Yes, if you can prove 1) That the act of telling the joke was reasonably likely to insult, offend or humiliate and 2) It is done because of the race, colour or (as in this case) ethnic origin of the other person or group.

All of this also needs to be done in a public place too.

Personally I think you'd struggle to prove (1) in most instances by telling an Irish joke, unless there was a culture (such as in a workplace) of making derogatory comments about the Irish.


----------



## moXJO (30 September 2011)

Kiwi's must have a case by now heard one on tv the other night


----------



## Calliope (30 September 2011)

Macquack said:


> What a laugh, Bolt must have forgotten what he was in court for.




We all know why Bolt was in court. It was because the left were out to get him, and allegations of racial vilification, no matter how flimsy, stand a better chance of succeeding in the Federal court than libel or defamation.


----------



## Sean K (30 September 2011)

moXJO said:


> Kiwi's must have a case by now heard one on tv the other night



Can sheep raise a court case?


----------



## wayneL (30 September 2011)

Tink said:


> Wayne, that applies to all journalists.
> 
> His freedom of speech wasnt the problem, it was the way it was said, and the Judge has said that, but of course he wont admit that but goes off in another direction, causing more division, saying that he wants unity.




So you can say anything you like, so long as it's said in a certain way? 

Rot!

We all know we have an activist judiciary in Aus and NZ; and people of the left are curiously silent about left wing journalistic outrages.

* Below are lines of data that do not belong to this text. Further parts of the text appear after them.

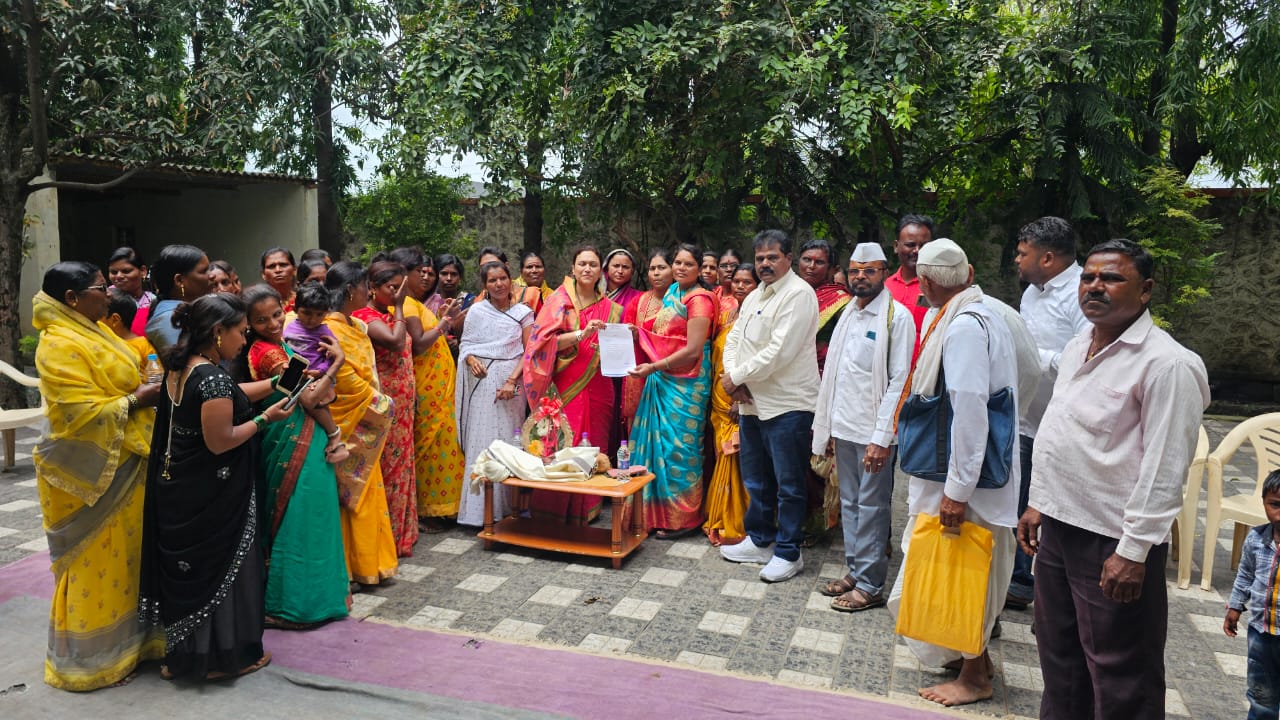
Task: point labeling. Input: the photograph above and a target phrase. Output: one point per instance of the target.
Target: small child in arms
(307, 336)
(120, 310)
(266, 318)
(1256, 584)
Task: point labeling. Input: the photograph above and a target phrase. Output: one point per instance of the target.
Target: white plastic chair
(21, 418)
(1184, 525)
(1243, 509)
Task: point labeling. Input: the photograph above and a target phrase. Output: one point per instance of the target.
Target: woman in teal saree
(306, 579)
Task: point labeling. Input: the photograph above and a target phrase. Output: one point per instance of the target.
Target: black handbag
(924, 434)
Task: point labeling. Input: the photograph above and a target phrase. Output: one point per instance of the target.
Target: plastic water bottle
(154, 369)
(624, 456)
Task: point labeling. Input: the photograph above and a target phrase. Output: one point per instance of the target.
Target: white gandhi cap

As to the judgement. I am one eighth Teutonic, but the rest is Anglo Saxon. Supposing I identified as a German and someone said... actually you are more of a Pom, ethnically.

Have I been racially vilified? No! Preposterous!

This is tantamount to what has happened here.

Whether Bolt is exactly accurate or wise is a different matter entirely, but to deal with this under racial vilification statutes is an outrage and truly a blight on our purported liberty.

You cannot seriously accuse


----------



## Knobby22 (30 September 2011)

wayneL said:


> As to the judgement. I am one eighth Teutonic, but the rest is Anglo Saxon. Supposing I identified as a German and someone said... actually you are more of a Pom, ethnically.




Actually the Angles and the Saxons were German tribes so maybe you could argue it. :




wayneL said:


> Whether Bolt is exactly accurate or wise is a different matter entirely, but to deal with this under racial vilification statutes is an outrage and truly a blight on our purported liberty.





I have been away so am coming fresh to this.

In my view Wayne's statement above is the salient point. 

Bolt should be in trouble for getting his facts wrong (as he often does) however it should have been dealt with using other laws such as defamation (which are over strong in this country and would have easily succeeded).

By using the racial vilification law, they have succeeded in strengthening it, which was the plan of the left. This has affected free speech to our detriment. 

The law can now be expanded to take in sexual,religous or any other vilification they can think of. I hope this goes to the High Court because this law is wrong. 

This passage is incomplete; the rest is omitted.